Gourmet vegetables may lead the adventurous gardener on a quest, like the one the food historian William Woys Weaver set out on when he began to re-create unique strains of Native American corn by growing out seed, selecting the most promising ears, then growing that seed, and on back down the line until a plant resembling the original configuration, of say, a speckled corn like 'Bear Dance', with its violet, purple, blue, gray, and cream kernels, flourished in his garden. Weaver also makes green tortillas from the cornmeal he grinds from a dent corn called 'Oaxacan Green'.

Who can eat 'Yellow Bantam' after this? (Well, I can.) A gourmet vegetable is whatever speaks to your personal palate, your sense of the memorable, that moment of biting into something you may never experience, just that way, ever again.

I think a quiet revolution has been under way among American food lovers. Maybe it started with the realization that we didn't have to eat tennis-ball tomatoes in the winter. We could simply stop eating tomatoes?until they ripened once again in our gardens. Or we could eat them in sauces made from the ones we picked fresh last summer or froze from a bushel bought at a favorite farm stand.

Our gardens have grown more international, with tomatillos spilling into the tomato patch, accompanied by cilantro and chiles for salsa. We grow eggplants and big poblano peppers to roast over a homemade grill; we learn how to cook long, graceful okra pods in spicy Indian dishes that cry out for fenugreek. Fenugreek? What's fenugreek? And where do you find it? Not on the shelves of most grocery stores, that's for sure.

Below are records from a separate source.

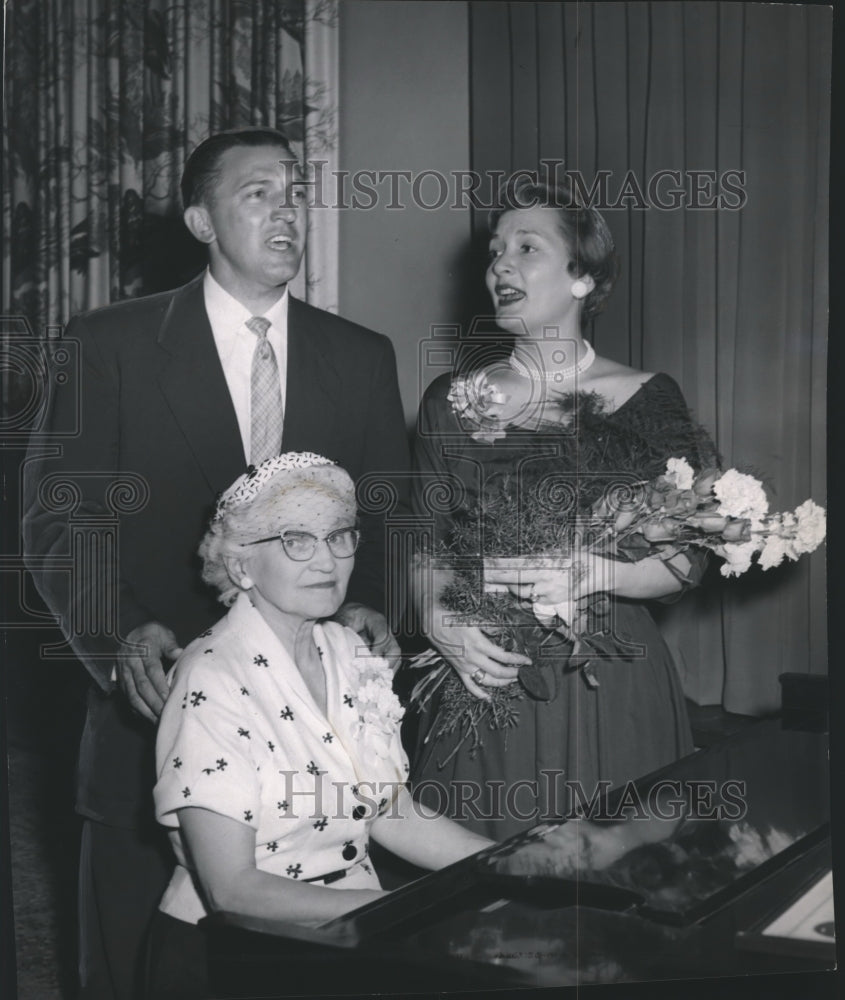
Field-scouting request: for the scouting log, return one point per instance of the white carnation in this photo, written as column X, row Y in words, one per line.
column 775, row 550
column 811, row 527
column 740, row 495
column 737, row 558
column 680, row 473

The toothed grassy herb, native to southern Europe, makes an excellent green manure, and its tangy young shoots are key to the unforgettable flavor of okra and green mangos in Indian dishes.

A gourmet vegetable is more vigorous, more delicious grown in organic soil teeming with earthworms and microorganisms. (If you don't believe me, try it yourself.) A gourmet vegetable looks better grown with flowers and herbs; a bowl of greens tastes better with peppery orange nasturtiums sprinkled on top.

We get so addicted to these flavors, we start pushing the limits of our designated "zones" with cold frames and row covers and hoop houses. We sprout lentils and mung beans in old Mason jars to brighten a February salad. We dig root cellars to keep all those heirloom potatoes through the long, dark winter.

Maybe a gourmet vegetable is more a frame of mind than it is any one species or variety. It is certainly one I like to eat?fresh and perfectly cooked and eaten with good friends and a glass of wine.